Trends can evolve over time, and the model adapts to new information as it becomes available. As new data points are recorded, the model recognizes shifts in trends, such as linear growth becoming the 'new normal.' It updates its calculations and adjusts its trend estimates to reflect these changes. Consequently, data points that were previously classified as anomalies may no longer be considered anomalous, as they now fall within the updated 'new normal' established by the additional data:

Additional data points prompt the model to recalculate and adjust its trend estimates and expectations. For instance, with the introduction of new data points, the model may identify more changepoints and recognize multiple trends:

Adaptability and trend changes

The model's adaptability settings control how many changepoints it identifies. A model with high adaptability will detect short-term changes, capturing multiple changepoints and trends within the time series. Conversely, a model with low adaptability will identify fewer changepoints, resulting in a more stable trend that doesn't account for short-term variations.

Example of a low adaptability model:

Example of medium adaptability model:

Example of a high adaptability model:

A highly adaptable model generally leads to a narrower expected range of variation. This occurs because such a model adjusts closely to the data, capturing the trend with minimal variability. In contrast, a less adaptable model leads to greater variability around the trend, as it is less responsive to data changes, resulting in a broader range of variation.

Estimating expected variation

The model calculates expected variation by generating in-sample forecasts for the historical period based on learned patterns. It estimates what the values should have been and computes uncertainty intervals for each historical data point, factoring in uncertainties related to trend and seasonal variations.

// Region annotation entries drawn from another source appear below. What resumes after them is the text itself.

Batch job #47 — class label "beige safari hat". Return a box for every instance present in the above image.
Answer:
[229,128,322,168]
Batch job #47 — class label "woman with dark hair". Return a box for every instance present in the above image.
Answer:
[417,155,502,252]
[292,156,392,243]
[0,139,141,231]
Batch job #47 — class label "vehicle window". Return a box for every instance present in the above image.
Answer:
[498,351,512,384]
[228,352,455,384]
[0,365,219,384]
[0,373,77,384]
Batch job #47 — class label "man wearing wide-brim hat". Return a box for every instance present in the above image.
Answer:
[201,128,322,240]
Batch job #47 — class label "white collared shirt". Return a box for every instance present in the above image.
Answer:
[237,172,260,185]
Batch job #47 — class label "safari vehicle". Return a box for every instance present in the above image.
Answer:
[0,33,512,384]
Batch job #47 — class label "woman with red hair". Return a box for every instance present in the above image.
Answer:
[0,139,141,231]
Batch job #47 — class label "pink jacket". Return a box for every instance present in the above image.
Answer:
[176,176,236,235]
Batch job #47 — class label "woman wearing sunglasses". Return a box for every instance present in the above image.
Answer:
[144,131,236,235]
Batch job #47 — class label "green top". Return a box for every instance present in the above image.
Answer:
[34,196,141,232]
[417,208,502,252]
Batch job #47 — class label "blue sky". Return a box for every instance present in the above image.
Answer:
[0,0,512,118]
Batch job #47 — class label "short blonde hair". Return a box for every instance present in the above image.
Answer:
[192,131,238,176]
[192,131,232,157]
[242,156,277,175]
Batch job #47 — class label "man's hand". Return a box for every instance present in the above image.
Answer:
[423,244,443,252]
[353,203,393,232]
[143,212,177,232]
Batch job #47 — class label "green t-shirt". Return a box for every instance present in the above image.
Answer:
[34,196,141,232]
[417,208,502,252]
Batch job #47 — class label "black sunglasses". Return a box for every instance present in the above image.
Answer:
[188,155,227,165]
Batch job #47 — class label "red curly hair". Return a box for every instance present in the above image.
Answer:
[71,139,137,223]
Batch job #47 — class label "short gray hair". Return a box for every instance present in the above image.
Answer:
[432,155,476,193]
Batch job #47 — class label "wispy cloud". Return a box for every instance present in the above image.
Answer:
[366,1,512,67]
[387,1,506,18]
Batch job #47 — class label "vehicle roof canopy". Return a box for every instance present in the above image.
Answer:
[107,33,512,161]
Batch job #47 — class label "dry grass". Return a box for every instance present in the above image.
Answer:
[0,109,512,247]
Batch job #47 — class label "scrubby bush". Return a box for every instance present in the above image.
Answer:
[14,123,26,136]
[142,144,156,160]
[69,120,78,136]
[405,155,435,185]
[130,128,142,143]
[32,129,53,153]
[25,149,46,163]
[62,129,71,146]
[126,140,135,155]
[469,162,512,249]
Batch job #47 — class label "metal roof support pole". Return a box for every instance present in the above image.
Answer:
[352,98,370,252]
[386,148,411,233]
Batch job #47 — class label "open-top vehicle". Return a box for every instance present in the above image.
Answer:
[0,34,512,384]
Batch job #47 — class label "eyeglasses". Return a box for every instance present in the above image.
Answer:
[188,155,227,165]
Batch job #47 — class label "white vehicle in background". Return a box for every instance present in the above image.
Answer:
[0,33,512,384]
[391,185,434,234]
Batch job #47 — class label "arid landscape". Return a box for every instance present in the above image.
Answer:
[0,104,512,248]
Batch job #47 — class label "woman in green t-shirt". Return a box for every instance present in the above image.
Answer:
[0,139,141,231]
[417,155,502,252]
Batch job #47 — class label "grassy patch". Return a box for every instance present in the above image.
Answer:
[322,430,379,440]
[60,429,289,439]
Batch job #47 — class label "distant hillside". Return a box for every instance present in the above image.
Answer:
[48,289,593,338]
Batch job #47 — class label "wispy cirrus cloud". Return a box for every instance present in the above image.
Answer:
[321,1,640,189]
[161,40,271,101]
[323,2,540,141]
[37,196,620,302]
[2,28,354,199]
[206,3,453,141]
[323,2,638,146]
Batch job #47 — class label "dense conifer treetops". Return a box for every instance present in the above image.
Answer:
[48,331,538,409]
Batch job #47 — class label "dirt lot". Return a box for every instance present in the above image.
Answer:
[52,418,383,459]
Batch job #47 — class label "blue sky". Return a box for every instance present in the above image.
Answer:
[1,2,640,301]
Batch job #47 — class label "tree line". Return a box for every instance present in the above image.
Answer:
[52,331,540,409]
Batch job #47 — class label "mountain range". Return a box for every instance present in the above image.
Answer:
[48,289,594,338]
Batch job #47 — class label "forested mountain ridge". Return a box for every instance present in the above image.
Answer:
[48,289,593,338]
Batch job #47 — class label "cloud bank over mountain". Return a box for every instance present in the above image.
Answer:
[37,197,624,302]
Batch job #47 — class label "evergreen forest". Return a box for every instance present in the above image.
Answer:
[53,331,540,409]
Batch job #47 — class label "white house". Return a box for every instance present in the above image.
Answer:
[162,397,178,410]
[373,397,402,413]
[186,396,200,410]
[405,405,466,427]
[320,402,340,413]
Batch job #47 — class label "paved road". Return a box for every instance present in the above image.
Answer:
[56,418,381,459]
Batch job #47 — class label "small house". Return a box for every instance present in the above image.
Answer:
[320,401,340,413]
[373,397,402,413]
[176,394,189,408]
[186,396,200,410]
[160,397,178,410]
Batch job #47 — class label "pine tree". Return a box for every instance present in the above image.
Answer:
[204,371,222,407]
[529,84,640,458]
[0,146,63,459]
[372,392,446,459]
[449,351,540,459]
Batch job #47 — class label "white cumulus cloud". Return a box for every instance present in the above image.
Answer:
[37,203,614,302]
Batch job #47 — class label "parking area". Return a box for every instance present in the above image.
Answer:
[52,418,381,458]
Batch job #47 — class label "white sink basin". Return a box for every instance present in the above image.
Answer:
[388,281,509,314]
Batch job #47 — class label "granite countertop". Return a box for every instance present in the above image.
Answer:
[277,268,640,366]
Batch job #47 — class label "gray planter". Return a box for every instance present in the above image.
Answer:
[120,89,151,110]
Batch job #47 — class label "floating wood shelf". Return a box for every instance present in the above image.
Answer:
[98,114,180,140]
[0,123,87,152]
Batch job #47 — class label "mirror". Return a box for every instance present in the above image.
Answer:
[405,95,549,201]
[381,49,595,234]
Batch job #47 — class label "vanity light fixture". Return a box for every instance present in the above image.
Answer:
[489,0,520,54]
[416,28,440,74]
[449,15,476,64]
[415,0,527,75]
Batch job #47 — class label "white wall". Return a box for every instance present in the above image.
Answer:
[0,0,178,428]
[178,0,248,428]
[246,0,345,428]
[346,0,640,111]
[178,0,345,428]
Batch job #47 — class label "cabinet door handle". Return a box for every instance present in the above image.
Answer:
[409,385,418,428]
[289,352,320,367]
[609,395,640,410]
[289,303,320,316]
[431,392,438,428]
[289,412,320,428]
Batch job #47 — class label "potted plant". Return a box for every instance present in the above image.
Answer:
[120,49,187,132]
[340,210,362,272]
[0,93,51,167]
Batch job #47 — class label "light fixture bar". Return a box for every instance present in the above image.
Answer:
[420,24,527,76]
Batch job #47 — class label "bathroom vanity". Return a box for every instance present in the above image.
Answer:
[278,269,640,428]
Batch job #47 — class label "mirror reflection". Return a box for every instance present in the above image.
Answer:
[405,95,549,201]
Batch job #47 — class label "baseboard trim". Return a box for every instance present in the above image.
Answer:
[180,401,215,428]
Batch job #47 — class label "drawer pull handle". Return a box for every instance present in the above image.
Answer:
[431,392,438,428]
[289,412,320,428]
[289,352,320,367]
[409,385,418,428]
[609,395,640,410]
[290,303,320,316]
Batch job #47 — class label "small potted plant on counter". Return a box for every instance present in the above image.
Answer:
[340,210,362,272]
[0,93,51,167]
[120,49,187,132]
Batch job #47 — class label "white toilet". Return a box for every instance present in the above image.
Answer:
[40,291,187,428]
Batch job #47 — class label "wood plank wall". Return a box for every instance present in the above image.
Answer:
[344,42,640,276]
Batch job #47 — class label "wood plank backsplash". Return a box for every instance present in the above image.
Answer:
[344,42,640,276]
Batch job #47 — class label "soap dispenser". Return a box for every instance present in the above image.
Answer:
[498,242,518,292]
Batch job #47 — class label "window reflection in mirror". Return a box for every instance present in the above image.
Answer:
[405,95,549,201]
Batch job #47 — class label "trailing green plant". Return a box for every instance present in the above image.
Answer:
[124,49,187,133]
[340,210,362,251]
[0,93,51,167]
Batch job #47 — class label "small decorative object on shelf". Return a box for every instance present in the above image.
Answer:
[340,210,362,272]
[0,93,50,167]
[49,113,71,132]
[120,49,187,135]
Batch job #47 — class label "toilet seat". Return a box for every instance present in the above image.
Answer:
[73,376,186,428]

Using these estimations, prediction ranges (e.g., 80% or 95% confidence ranges) are established to represent the expected span within which actual historical values should fall. The model then compares actual historical values to these predicted ranges. Any value that falls outside these ranges is flagged as an anomaly, indicating a significant deviation from the expected range based on learned patterns and estimated uncertainties.

Sensitivity

The sensitivity setting controls the width of the expected variation range in the model. By default, the model is calibrated so that around 1% of data points fall outside this range under normal conditions, meaning it may incorrectly flag 1% of regular data as anomalies while still capturing true anomalies with high confidence. The sensitivity parameter can be adjusted to widen or narrow the expected variation range, thereby classifying more or fewer points as anomalies.

Identifying anomalies

Anomalies are data points that fall outside the expected variability range. Under normal conditions, all variation is expected to remain within this range. Any point outside this range signals special circumstances that may require attention.

To aid in the detection process, the model assigns an anomaly score to each identified anomaly. This score quantifies the degree of deviation from the expected variability range, based on the distance between the observed value and the nearest boundary of the expected variability range. A higher anomaly score reflects a greater deviation, indicating a more significant anomaly. Scores are normalized on a 0-100 scale.